The most important thing that you can do for your kids is to be there for them. Being there consistently is even more important than spending quality time together once in a while. Try putting your phone on mute for an hour when you’re with your children every now and then. Also, talk to your kids about your day. Tell them what happened at work. By doing this, you’ll teach your kids how to communicate. Start when they’re young. When they’re 16 and they close their doors, you’ll have a good basis for communicating. Ask them open-ended questions, like “What did you do today?” Since my MOMentum experience, my family eats Shabbat dinner together each week. During our meal, every member of our family shares something good that happened that week, something bad that happened that week, and something that they did for someone else. My kids have always looked forward to this. Remember that our children don’t learn by listening to what we try to teach them. They learn from watching what we do.

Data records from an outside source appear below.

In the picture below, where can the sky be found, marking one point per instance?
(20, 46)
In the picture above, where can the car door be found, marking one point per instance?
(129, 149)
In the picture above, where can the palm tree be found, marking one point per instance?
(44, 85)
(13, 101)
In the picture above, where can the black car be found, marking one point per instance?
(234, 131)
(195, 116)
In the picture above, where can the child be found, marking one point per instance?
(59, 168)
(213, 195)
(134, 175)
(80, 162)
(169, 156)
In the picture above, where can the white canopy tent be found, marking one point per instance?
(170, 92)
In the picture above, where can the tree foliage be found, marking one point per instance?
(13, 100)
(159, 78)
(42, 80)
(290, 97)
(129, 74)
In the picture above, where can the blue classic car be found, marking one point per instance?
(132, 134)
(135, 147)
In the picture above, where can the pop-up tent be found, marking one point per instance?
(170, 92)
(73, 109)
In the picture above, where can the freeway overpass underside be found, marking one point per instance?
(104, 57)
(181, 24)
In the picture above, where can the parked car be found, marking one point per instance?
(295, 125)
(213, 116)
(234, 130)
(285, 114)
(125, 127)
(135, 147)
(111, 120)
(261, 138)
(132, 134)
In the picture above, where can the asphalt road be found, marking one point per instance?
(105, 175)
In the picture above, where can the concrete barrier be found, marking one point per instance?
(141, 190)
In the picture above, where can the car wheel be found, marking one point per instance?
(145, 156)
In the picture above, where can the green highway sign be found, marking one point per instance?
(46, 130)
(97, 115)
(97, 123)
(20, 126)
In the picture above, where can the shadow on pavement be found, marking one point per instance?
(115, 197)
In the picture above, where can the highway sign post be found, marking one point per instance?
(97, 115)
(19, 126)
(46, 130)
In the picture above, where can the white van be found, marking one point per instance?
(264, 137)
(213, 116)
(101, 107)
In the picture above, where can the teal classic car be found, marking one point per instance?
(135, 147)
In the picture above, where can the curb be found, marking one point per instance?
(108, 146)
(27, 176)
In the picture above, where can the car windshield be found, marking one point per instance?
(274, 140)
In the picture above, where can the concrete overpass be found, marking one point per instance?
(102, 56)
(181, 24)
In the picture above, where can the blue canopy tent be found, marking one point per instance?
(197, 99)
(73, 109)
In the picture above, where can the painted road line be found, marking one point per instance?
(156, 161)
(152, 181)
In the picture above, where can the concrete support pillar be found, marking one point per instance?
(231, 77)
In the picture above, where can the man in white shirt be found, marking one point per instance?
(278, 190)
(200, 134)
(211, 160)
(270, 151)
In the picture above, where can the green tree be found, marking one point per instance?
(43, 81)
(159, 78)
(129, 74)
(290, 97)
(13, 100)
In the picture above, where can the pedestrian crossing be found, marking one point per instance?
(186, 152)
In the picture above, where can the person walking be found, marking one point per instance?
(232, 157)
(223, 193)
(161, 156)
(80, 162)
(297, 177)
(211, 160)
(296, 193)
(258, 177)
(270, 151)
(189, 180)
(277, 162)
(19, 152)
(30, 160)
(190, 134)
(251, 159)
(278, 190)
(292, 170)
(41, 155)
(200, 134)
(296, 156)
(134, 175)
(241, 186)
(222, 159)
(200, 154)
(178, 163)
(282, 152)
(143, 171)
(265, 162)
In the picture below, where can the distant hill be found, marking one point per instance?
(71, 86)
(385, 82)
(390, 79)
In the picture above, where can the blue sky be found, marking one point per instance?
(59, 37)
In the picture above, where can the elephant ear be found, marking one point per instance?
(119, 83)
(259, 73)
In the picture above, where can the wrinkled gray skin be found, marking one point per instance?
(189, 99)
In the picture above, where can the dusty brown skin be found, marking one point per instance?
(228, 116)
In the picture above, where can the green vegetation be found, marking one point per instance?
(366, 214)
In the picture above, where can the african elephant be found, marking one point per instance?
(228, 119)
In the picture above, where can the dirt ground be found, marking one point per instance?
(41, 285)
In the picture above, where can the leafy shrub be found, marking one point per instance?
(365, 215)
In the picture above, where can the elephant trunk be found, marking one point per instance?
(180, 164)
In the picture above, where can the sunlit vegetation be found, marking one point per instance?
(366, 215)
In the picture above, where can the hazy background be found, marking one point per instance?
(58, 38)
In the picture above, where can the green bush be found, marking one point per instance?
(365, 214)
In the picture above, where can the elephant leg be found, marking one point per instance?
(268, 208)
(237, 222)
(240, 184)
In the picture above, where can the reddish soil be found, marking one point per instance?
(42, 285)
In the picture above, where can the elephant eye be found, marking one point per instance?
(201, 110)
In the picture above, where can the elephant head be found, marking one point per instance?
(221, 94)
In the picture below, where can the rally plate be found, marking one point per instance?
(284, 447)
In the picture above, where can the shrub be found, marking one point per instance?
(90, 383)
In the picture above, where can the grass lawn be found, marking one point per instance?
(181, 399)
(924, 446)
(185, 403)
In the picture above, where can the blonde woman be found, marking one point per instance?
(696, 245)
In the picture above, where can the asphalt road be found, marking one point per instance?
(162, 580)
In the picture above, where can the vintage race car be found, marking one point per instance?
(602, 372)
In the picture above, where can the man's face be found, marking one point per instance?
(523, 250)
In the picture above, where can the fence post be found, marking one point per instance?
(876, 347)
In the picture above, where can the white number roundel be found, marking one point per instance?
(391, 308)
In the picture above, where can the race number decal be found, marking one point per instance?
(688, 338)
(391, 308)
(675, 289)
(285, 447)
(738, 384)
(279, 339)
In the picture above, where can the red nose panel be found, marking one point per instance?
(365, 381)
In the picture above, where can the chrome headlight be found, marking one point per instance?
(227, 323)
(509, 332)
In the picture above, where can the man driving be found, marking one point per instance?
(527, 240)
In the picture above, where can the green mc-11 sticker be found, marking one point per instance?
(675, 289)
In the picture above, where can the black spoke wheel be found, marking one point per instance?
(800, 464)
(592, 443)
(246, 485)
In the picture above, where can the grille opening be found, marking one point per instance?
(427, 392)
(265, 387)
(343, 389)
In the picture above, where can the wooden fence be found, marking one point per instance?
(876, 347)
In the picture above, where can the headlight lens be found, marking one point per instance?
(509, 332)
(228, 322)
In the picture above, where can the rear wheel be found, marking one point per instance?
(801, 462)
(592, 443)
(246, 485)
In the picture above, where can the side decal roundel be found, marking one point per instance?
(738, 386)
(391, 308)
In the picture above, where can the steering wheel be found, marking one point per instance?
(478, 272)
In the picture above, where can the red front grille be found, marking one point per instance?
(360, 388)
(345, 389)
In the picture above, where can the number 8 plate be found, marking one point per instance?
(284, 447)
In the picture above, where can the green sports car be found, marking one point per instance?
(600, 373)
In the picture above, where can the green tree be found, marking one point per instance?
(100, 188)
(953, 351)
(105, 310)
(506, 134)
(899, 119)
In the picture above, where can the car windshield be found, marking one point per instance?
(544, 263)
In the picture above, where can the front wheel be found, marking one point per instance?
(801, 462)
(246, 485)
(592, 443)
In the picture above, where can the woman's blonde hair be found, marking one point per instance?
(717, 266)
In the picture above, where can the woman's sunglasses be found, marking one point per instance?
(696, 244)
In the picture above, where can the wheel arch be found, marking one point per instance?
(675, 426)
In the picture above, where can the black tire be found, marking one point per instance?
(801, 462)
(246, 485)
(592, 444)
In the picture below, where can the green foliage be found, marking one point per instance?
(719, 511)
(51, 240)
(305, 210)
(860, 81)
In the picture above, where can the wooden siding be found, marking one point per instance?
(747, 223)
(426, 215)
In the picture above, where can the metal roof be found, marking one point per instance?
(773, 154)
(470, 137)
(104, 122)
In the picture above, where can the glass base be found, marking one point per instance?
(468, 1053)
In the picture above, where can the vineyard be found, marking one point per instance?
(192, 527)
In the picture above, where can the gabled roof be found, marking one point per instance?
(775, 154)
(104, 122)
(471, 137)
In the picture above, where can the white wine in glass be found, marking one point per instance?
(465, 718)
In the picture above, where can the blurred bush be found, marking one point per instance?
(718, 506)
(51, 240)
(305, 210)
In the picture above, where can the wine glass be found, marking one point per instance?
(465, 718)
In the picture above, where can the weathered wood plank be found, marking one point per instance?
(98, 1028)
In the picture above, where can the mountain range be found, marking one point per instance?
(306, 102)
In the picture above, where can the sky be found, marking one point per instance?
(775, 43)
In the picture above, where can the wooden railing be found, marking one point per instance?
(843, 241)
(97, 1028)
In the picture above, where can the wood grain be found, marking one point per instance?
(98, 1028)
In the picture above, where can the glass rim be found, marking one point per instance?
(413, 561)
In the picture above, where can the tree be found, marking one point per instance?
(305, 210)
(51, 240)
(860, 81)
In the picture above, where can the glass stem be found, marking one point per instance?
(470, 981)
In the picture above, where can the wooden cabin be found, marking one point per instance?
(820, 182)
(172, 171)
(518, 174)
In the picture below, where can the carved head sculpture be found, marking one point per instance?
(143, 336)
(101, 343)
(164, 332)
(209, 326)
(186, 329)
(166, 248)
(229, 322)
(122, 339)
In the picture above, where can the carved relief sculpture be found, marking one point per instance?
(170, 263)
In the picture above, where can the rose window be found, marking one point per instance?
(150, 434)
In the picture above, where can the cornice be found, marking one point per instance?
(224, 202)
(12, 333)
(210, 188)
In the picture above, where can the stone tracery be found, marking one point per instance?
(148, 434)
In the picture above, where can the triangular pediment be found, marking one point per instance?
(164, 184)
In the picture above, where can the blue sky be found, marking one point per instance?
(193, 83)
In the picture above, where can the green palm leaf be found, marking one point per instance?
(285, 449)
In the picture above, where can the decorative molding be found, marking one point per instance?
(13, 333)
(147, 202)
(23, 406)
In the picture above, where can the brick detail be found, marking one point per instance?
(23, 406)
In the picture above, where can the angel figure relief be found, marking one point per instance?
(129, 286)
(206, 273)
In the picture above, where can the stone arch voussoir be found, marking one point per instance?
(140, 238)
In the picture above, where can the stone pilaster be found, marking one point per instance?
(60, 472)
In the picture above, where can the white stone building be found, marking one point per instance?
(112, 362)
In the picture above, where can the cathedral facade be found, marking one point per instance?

How do you maintain a work/life balance?
I was in a meeting when one of my daughters took her first steps. My husband called me and then texted me to let me know, but I still missed the moment. I realized then that I didn’t want to miss any more of my children’s lives. So, I reinvented myself and became a manager of my own time. In the morning, I work in a clinic. In the afternoon, I’m there for my kids when they get home from school. In the evening, I meet with my patients’ parents. I can’t maintain this balance 100% of the time, but I’m very privileged to have created this schedule for myself. In whatever way works for each one of us, I think it’s important for us to carve out time for our family. If you schedule a meeting with your boss, you can also schedule a meeting with your kids. Make them a regular part of your schedule. For example, commit to having dinner with your family on Tuesday and Wednesday evenings. It will benefit everyone.